Select Language:
DeepMind’s Gemini 3 represents a remarkable leap forward in AI development, a feat achieved through extensive teamwork and a multitude of innovative improvements. At its core, this model utilizes a Transformer-based hybrid expert architecture, distinguished by its ability to separate computational utilization from parameter scale. This design approach underscores a growing understanding within the industry that while increasing a model’s size enriches its performance during pretraining, architecture and data innovations are now taking precedence in driving progress.
As the field shifts from the era of “limitless data” to one emphasizing “finite data,” cautious use of synthetic data has become essential. Improvements in model architecture are helping to achieve better results with less data, highlighting the ongoing challenge of effective evaluation—a crucial yet complex aspect of training large models.
Sebastian Borgeaud, pretraining lead for Gemini 3 and a co-author of the pioneering RETRO paper, recently shared insights into the model’s development during his first podcast interview. He explained that Gemini 3’s significant advancements are primarily due to a collaborative effort of a large, dedicated team employing multiple innovative strategies, rather than relying solely on brute-force computing power.
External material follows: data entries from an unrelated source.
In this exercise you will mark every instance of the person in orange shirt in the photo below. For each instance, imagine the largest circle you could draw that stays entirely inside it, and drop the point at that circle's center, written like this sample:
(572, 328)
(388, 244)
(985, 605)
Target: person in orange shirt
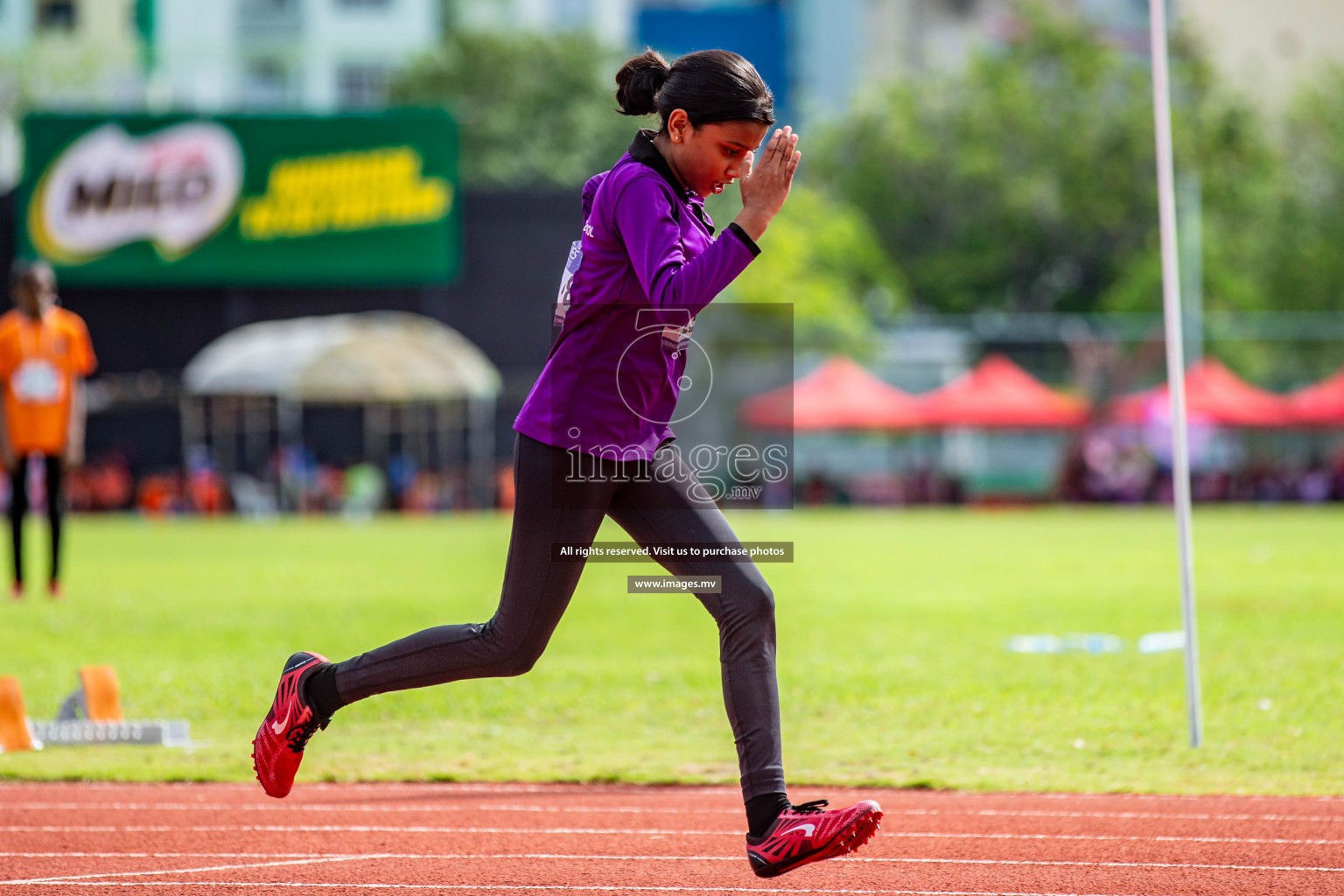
(45, 355)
In a conversation with industry analyst Matt Turck, Sebastian emphasized that the success of Gemini 3 hinges on a combination of high-quality pretraining and post-training techniques. He dismissed the notion of a single secret contributing to breakthroughs, attributing improvements largely to the convergence of efforts across diverse teams. Turck asked whether these developments suggest that we are on the path toward genuine artificial general intelligence or if they are merely benchmarks. Sebastian responded that ongoing progress on benchmarks, coupled with practical internal efficiencies, indicates a tangible trajectory toward increasingly capable models—though he is cautious about prematurely declaring AGI.
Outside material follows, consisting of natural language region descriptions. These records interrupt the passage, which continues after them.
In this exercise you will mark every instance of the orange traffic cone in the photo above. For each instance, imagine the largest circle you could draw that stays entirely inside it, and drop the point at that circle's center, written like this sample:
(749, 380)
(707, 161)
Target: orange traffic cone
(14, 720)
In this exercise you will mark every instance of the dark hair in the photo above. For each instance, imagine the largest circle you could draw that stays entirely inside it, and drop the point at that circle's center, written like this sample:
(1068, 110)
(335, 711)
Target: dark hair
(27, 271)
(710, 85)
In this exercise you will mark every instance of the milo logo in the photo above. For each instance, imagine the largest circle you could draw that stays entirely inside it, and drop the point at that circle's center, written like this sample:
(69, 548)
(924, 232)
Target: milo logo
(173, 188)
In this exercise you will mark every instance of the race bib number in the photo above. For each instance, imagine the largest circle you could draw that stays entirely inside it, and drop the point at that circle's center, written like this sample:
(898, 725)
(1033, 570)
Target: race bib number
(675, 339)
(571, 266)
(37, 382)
Sebastian highlighted that despite the increasing competence of models, the pace of progress often surpasses initial expectations. Reflecting on the journey since 2019, he pointed out that current models and their capabilities were once beyond imagination, signaling a rapid evolution driven by scaling laws, architectures, and data strategies. He envisioned a future where AI might enable significant scientific breakthroughs, potentially earning accolades like Nobel Prizes, alongside continued improvements in understanding and deploying these systems.
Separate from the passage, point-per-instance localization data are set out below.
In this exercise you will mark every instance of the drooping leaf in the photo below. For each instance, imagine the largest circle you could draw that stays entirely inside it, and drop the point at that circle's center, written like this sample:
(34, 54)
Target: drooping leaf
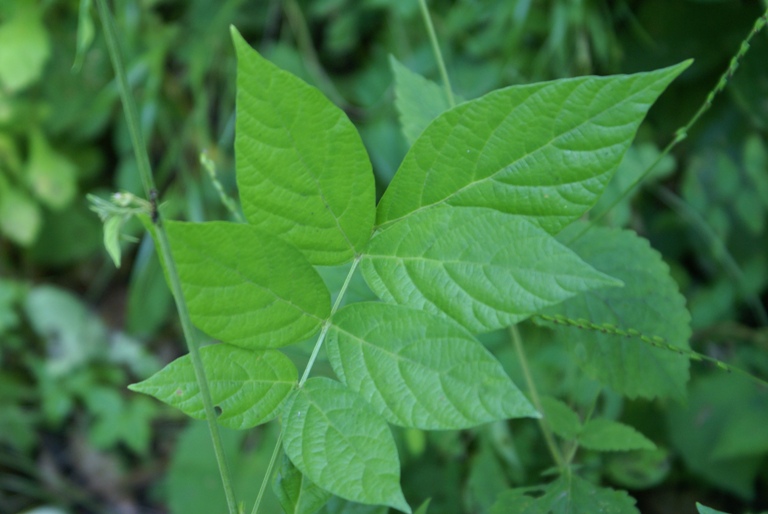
(418, 100)
(481, 267)
(302, 170)
(561, 418)
(610, 436)
(247, 386)
(544, 150)
(567, 495)
(246, 287)
(296, 493)
(420, 370)
(336, 439)
(649, 303)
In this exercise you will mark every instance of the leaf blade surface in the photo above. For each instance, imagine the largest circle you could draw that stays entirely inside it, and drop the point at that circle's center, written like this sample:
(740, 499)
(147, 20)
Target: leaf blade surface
(334, 437)
(248, 386)
(420, 370)
(483, 268)
(545, 151)
(302, 170)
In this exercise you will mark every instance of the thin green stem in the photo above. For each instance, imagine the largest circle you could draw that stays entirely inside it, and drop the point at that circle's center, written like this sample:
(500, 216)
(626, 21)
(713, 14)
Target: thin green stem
(164, 247)
(437, 52)
(549, 438)
(270, 467)
(682, 132)
(304, 41)
(307, 370)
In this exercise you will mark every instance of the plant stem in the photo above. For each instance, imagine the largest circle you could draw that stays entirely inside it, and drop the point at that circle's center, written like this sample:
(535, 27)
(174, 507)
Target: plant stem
(164, 247)
(557, 455)
(307, 370)
(438, 54)
(682, 132)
Regarding the industry landscape, Sebastian observes that while many labs are pursuing similar core technologies—primarily Transformer architectures—they are exploring different specialized branches, such as vision or multimodal domains. He notes that the field is characterized by both convergence and healthy competition, with larger teams and resources at companies like Google and DeepMind providing advantages. Yet, he remains optimistic about disruptive, potentially revolutionary breakthroughs emerging from smaller or less resource-rich teams in the future.
He also emphasized the critical role of research taste—a nuanced intuition that guides choices between complexity, performance, and risk. This judgment is vital when balancing short-term fixes against long-term exploratory projects, especially given the unpredictable nature of research success.
Organizational structure and collaboration are equally vital. DeepMind’s approach involves large, specialized teams focusing on pretraining, post-training, infrastructure, and evaluation, with evaluation systems increasingly built internally to ensure integrity amid the proliferation of benchmarks that can become contaminated.
On the technical side, Sebastian explained that Gemini 3’s architecture is an evolution rather than a revolution—it maintains a Transformer backbone enriched with mixture-of-expert layers that separate parameter count from computational load. This blend supports multimodality, allowing the model to process text, images, and videos simultaneously, albeit with higher computational costs balanced by efficiency gains from innovative approaches.
Data remains central to progress. Gemini 3’s training data is a mixture of multiple sources, reflecting a multimodal universe that combines text, images, and other modalities. Sebastian cautioned about synthetic data’s potential pitfalls, stressing careful use to avoid misleading results, but seeing it as a promising tool when handled responsibly.
The conversation also touched on the purported end of scale laws, with Sebastian asserting that, in his experience, scaling continues to significantly enhance model performance—though architecture and data remain critical complements. Meanwhile, evaluation strategies have become more sophisticated, with internal benchmarks designed to predict how models will perform at large scales, aiding rapid iteration and improvement.
Finally, Sebastian looked ahead to exciting research directions, including long context handling, more efficient attention mechanisms, and the integration of retrieval with reasoning. He also underscored the importance of understanding systems comprehensively—spanning hardware, algorithms, and infrastructure—to make meaningful advances in AI.
In summary, the field stands at a dynamic juncture, driven by collaborative initiatives, innovative architectures, and evolving paradigms that emphasize data efficiency and system understanding. As Sebastian noted, the rapid progress is likely to continue, making AI’s future both promising and profoundly complex.